Ellene Sandoval, Thomas Guttuso Sr., MD, and Susan J. Gallagher, MD.

Incoming medical student Ellene Sandoval receives her white coat from Thomas Guttuso Sr., MD, as Susan J. Gallagher, MD, looks on.

Class of 2018 Takes Oath of Medicine at White Coat Ceremony

Published August 25, 2014 This content is archived.

Story based on news release by Ellen Goldbaum

A new class of 144 University at Buffalo medical students celebrated its entry into medical school with a traditional White Coat Ceremony Aug. 15 at the UB Center for the Arts.

“You have earned the right to wear it. Now you must earn the right to keep it. ”
Michael E. Cain, MD
Vice president for health sciences and dean, School of Medicine and Biomedical Sciences

During the ceremony’s “Calling of the Class,” school officials called students individually to the stage; announced their hometowns and undergraduate institutions; and presented them with white coats — a symbol of their future profession.

Diverse Educational Experiences, Backgrounds

The audience learned of the diverse talents and backgrounds of the new class members.

Most of the incoming students majored in a scientific field, but others majored in art history, accounting, performance studies, African and African American studies, anthropology and environmental studies, among other areas.

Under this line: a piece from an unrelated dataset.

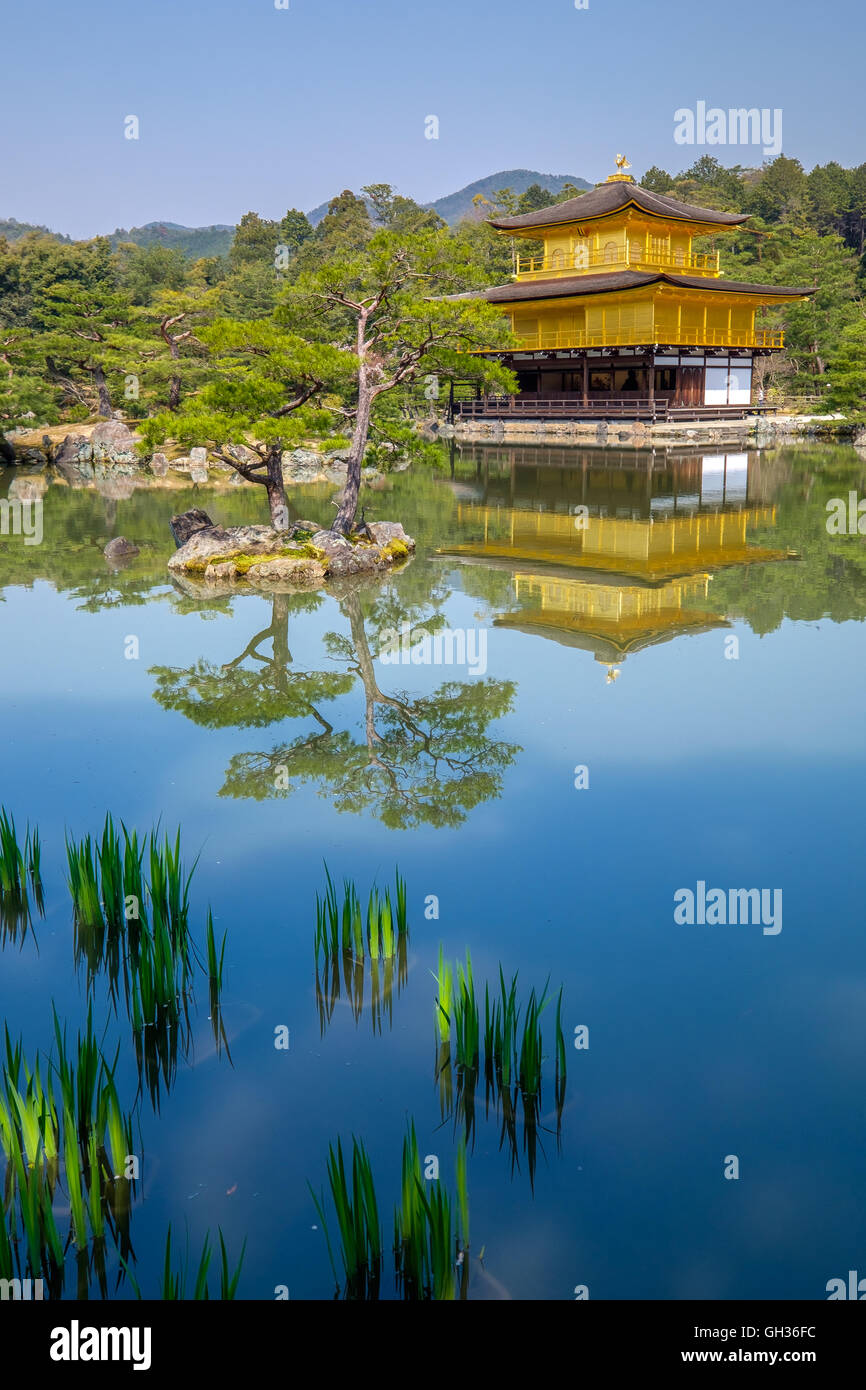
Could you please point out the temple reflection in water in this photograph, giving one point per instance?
(610, 551)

Some students earned master’s degrees in diverse fields, including public health, business administration, music and nutrition.

Many students have assisted in medical clinics around the world, including in Haiti, Peru, Belize, Darfur, Uganda, Kenya, Cambodia and Ecuador.

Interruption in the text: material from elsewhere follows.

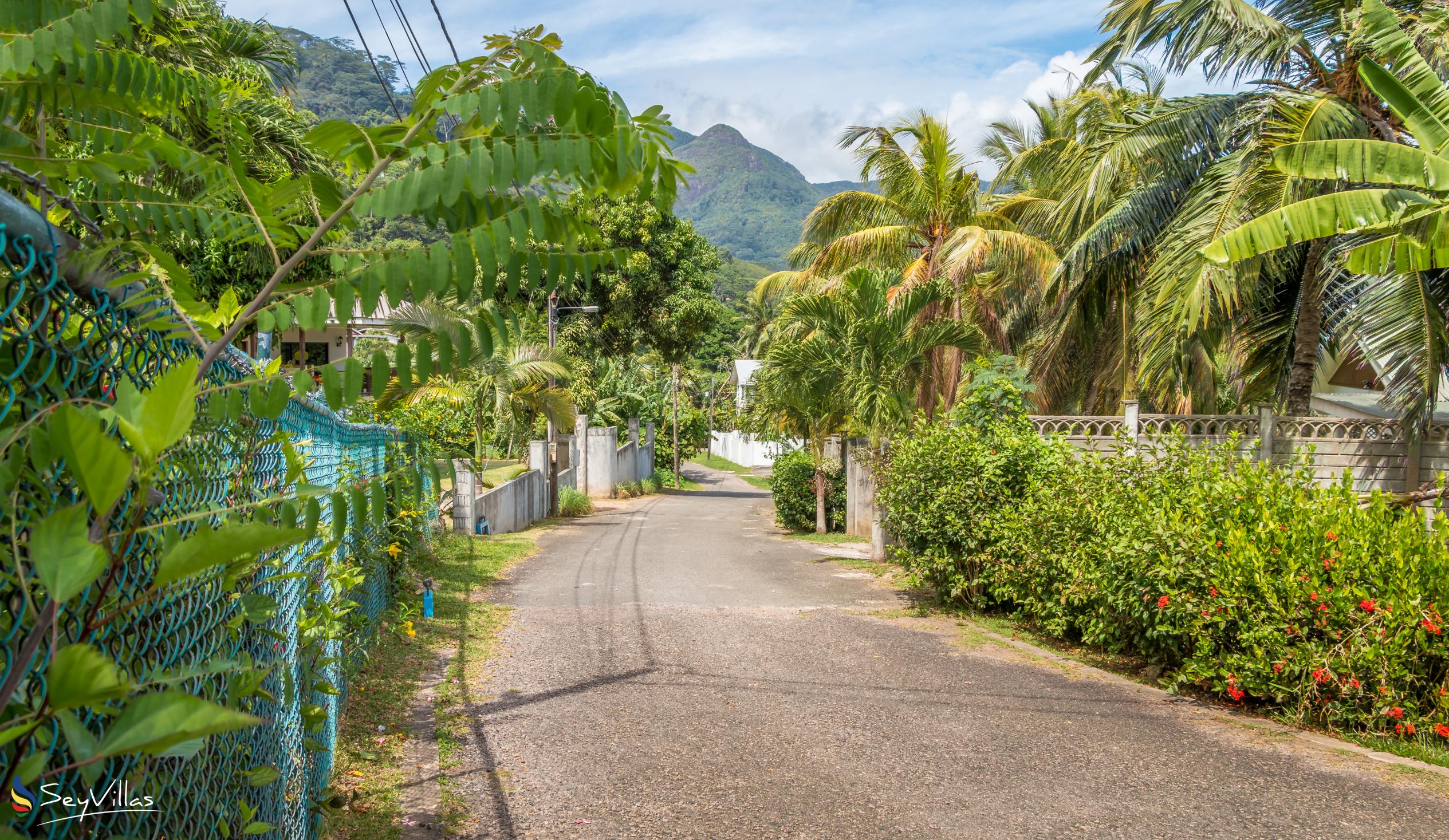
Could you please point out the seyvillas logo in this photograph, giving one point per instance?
(115, 798)
(21, 800)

One student is an internationally acclaimed concert violinist, and another developed software for a defense company. Other student experiences include:

  • leading a mobile military surgical unit in Afghanistan
  • developing tactile books for visually disabled children
  • working as a casting editor for “Top Chef”

An Array of Honors, Awards

The incoming students have received numerous accolades for academic excellence, service and other accomplishments.

One was awarded a Merck Award for Scholastic Achievement.

Other honors include: 

  • Howard Hughes Medical Institute scholarships
  • Gates Millennium Scholarship from the United Negro College Fund
  • National Institutes of Health Diversity Grant
  • memberships in Phi Beta Kappa

Class Selected from 4,201 Applicants

The class was selected from a pool of 4,201 applicants, up from last year’s 4,090, according to Charles Severin, MD, PhD, associate dean for medical education and admissions. 

It includes 126 residents of New York State and 18 from out of state. Thirty are UB graduates.

Event is Important Rite of Passage

The white coat ceremony is a symbolic rite of passage shared by medical students across the nation to establish a psychological and ethical contract for professionalism and empathy in the practice of medicine. 

“You have earned the right to wear it. Now you must earn the right to keep it,” said Michael E. Cain, MD, vice president for health sciences and dean of the UB medical school, who helped present coats to students.

Keynote: Surgeon Traces White Coat’s History

The white coat symbolizes scientific excellence and compassionate care, but it has a surprising history, according to keynote speaker Helen Cappuccino, MD ’88, an alum of the UB medical school.

She noted that until the latter part of the 19th century, physicians traditionally wore black “to reflect the somber nature of their work.”

In those days, she explained, calling a physician to a loved one’s bedside “was a prelude to death.”

But with scientific discoveries that proved the germ theory of disease and hygienic advances, such as access to clean water, the practice of medicine came to be seen as a healing profession. By 1915, she said, surgeons and other physicians wore white — a color associated with cleanliness and hope.

Cappuccino is an assistant professor of surgery and assistant professor of oncology in the Breast Surgery Division at Roswell Park Comprehensive Cancer Center.

Scirto Awarded Humanism Award

During the ceremony, Kirk A. Scirto, MD ’06, clinical assistant professor of family medicine, was presented with the 2014 Leonard Tow Humanism in Medicine Award.

Scirto, a medical school alumnus, is volunteer medical co-director of Vive La Casa Refugee Shelter.

Sponsored by the Arnold P. Gold Foundation, this annual award recognizes a faculty member who demonstrates outstanding compassion in the delivery of care; respect for patients, their families and health-care colleagues; and demonstrated clinical excellence. 

Medical students nominate outstanding role models for the award.